The purpose of this Policy Information
Notice (PIN) is to clarify the scope of
Federal Tort Claims Act (FTCA) coverage
for FTCA-deemed Health Center Program
grantees during an emergency. This PIN
does not address a health center’s
scope of project for purposes of Medicaid/Medicare
reimbursement during an emergency or eligibility
for the 340B Drug Pricing Program during
an emergency. PIN 2002-07, “Scope
of Project Policy,” and PIN 2007-14,
“Technical Revisions to PIN 2002-07,”
provide general guidance on these subjects.
A. Legislative Background
FTCA coverage for eligible Health Resources
and Services Administration (HRSA) grantees
was initially legislated through the Federally
Supported Health Centers Assistance Act
of 1992 (FSHCAA) (Public Law 102-501)
by amending section 224 of the Public
Health Service (PHS) Act. The eligible
entities are Health Center Program grantees
(section 330(e), (g), (h) and (i) of the
PHS Act). The FSHCAA of 1995, signed into
law on December 26, 1995, clarified the
1992 Act and eliminated its sunset provision,
making the program permanent.
The intent of FSHCAA is to increase the
availability of funds for the provision
of primary health care services by reducing
the expenditure of Health Center Program
funds for medical malpractice insurance
premiums. The FSHCAA accomplishes this
by making deemed health centers (and their
officers, directors, employees, and certain
contractors) Federal employees for the
purpose of medical malpractice protection.

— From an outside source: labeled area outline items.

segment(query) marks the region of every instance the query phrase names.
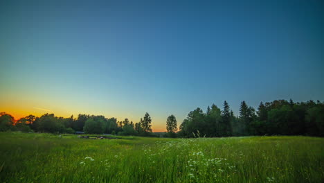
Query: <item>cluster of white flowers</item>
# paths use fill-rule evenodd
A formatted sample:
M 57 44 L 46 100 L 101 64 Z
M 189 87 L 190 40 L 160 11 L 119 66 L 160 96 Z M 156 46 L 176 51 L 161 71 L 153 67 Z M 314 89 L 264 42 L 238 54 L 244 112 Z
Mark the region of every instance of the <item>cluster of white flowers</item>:
M 190 178 L 195 178 L 195 175 L 192 173 L 189 173 L 188 174 L 188 176 L 189 176 L 189 177 L 190 177 Z
M 92 157 L 86 157 L 84 158 L 84 159 L 90 159 L 90 161 L 94 161 L 94 159 L 92 158 Z
M 201 151 L 197 152 L 193 152 L 192 155 L 197 155 L 197 156 L 204 156 L 204 153 Z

As Federal employees, these organizations
and individuals are immune from medical
malpractice suits for actions within the
scope of their project and health center
employment. In the event that a medical
malpractice lawsuit is filed against a
deemed entity or covered provider acting
within the scope of his/her employment
in grant-related activities, the United
States is substituted for the deemed entity
and the covered employee. The health center
and the covered employee will be dismissed
from the case, with the case continuing
against the United States as the sole
defendant.
B. Applicability
This PIN applies to all health centers
funded under the Health Center Program
authorized in section 330 of the PHS Act
(42 U.S.C. 254b), as amended, specifically:
- Community Health Center (CHC) Programs,
funded under section 330(e);
- Migrant Health Center (MHC) Programs,
funded under section 330(g);
- Health Care for the Homeless (HCH)
Programs, funded under section 330(h);
and
- Public Housing Primary Care (PHPC)
Programs, funded under section 330(i).
For the purposes of this document, the
term “health center” refers
to the diverse types of health centers
(i.e., CHC, MHC, HCH, and PHPC) that are
supported under section 330 of the PHS
Act and that have been deemed to be employees
of the Public Health Service pursuant
to section 224(g) of the PHS Act.
For the purposes of this PIN, an “emergency”
or “disaster” is defined as
an event affecting the overall health
center target population and/or the health
center’s community at large, which
precipitates the declaration of a state
of emergency at a local, State, regional,
or national level by an authorized public
official such as a governor, the Secretary
of the U.S. Department of Health and Human
Services, or the President of the United
States. Examples include, but are not
limited to: hurricanes, floods, earthquakes,
tornadoes, widespread fires, and other
natural/environmental disasters; civil
disturbances; terrorist attacks, collapses
of significant structures within the community
(e.g., buildings, bridges); and infectious
disease outbreaks and other public health
threats.
In situations where an emergency has
not been officially declared, HRSA will
evaluate on a case-by-case basis whether
extraordinary circumstances justify a
determination that the situation faced
by the health center constitutes an “emergency”
for purposes of extending FTCA coverage
to services provided at temporary locations.